A sua palidez constratava com o rubro que envolvia o seu anti-herói, até à pouco aparentemente adormecido...aparentemente. Lego engano. Sim, porque aquele anti-herói parecia ter vida própria, personalidade bem diversa, da de Jacinto. Não havia diálogo, argumento, súplica, ameaça, conversa, que interferisse nos propósitos daquele alucinado demônio, que se escondia debaixo das próprias calças, do sereno Jacinto.
Mas voltemos ao baile novamente. Jacinto foi arrastado para o meio do salão. E, ali, diante dele, lá estavam aqueles cabelos longo, suaves, sedosos, delicadamente perfumados, roçando o seu rosto. Estavam também aqueles ombros...sim, que ombros!!! Delicados, pele clara, com ligeiros toques róseos, como que suplicando uma boca, uma língua, uns dentes. Pior, o roçar daqueles doces e, quem sabe ainda invictos seios erectos revelado pelo decote um pouco mais ousado, com um botão à mais “distraídamente” desabotoado. Aliás, igualmente perfumados.
Mas o suplício não se resumia a isso. Ainda poderia piorar. Sim! O roçar, nem sempre sutil, das coxas da donzela, da virilha da donzela, atiçando, provocando com vara curta, a natureza do rapaz. A natureza traduzida por um demônio que já estava despertando, apesar do suspensório atlético, com o qual, Jacinto imaginou contornar, numa situação como essa. Jacinto procurou pensar em outras coisas. Sim! Em desgraças. Lembrou da tia internado com pneumonia, na prova de matemática na semana seguinte, das férias que logo viriam. E...nada! Tudo em vão. O monstro não deu sinais de comedimento, ao contrário, cresceu, tomou volume, se avantajava, ganhava espaço cada vez mais!!!

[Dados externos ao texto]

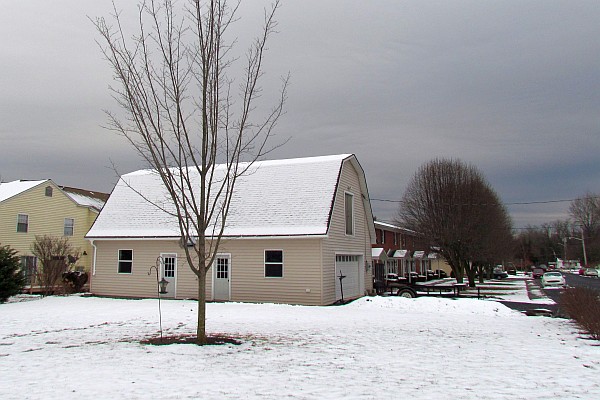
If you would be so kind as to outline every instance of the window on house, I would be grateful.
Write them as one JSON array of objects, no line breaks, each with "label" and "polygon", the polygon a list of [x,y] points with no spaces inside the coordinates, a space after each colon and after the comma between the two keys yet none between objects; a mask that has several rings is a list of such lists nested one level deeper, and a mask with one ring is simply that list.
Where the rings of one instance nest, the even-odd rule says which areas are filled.
[{"label": "window on house", "polygon": [[265,278],[283,278],[283,250],[265,250]]},{"label": "window on house", "polygon": [[37,273],[37,257],[21,256],[21,272],[25,277],[25,284],[31,285]]},{"label": "window on house", "polygon": [[75,220],[73,218],[65,218],[64,236],[73,236]]},{"label": "window on house", "polygon": [[130,274],[133,269],[133,250],[119,250],[119,273]]},{"label": "window on house", "polygon": [[345,211],[346,211],[346,235],[354,235],[354,196],[352,193],[346,193]]},{"label": "window on house", "polygon": [[17,215],[17,232],[27,233],[29,229],[29,216],[27,214]]}]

E o baile, apesar de “mela cueca”, era tido como “de família”. Consequentemente, não demorou para que Jacinto fosse convidado a se retirar. Um escândalo! Logo ele, o bom menino, respeitador e educado. Mas ninguém, em sã consciência, acreditaria em sua inocência, que era apenas uma personagem secundária, naquela tragicomédia.

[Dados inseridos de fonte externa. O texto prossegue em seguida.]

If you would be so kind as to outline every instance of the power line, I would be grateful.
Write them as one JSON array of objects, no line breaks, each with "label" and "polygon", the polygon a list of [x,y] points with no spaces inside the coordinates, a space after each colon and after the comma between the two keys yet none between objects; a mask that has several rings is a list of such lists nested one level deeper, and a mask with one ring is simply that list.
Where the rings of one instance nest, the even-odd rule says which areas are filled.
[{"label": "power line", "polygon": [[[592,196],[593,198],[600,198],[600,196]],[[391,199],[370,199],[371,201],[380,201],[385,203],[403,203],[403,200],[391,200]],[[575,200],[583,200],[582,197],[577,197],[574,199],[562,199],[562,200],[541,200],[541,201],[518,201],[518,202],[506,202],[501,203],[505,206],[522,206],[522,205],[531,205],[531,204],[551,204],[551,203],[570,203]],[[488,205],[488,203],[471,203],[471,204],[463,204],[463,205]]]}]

E teve de ouvir: “Que vergonha! Que falta de pudor! Que pena tenho dos pais desse menino. Cafajeste!Safado! Se aproveitando da pobre menina”
Cá entre nós, o pobre menina” foi, realmente engraçado.
O garoto passou sabe-se lá, quanto tempo, tentando domar, o indomável. Tentou meditação, diálogo, chegou a confessar o inconfessável, lutou, tentou controlar, se desesperou. Em meio ao célebre e eterno pedido: “Cacete!!! Abaixa! Abaixa! Por favor!!!) Pedido, diga-se de passagem, inútil, por ser sempre ignorado.
E o que terá sido feito do pobre Jacinto? O rapaz educado, comportado, penteadinho, cheiroso, bom menino, ingênuo.
Os anos passam para todos, inclusive para Jacinto. A vida trás contrastes, surpresas impensáveis, novidades nem sempre aguardadas, enfim, tudo passa. A vida trás também o reverso da medalha.
Como anda Jacinto? Quem sabe ainda suplicando. Sim as súplicas de fato devem continuar. Mas certamente no sentido inverso: “Sobe, seu filha da puta!!! Sooooobeee!”

Às vezes, a vida é um pouco injusta, não?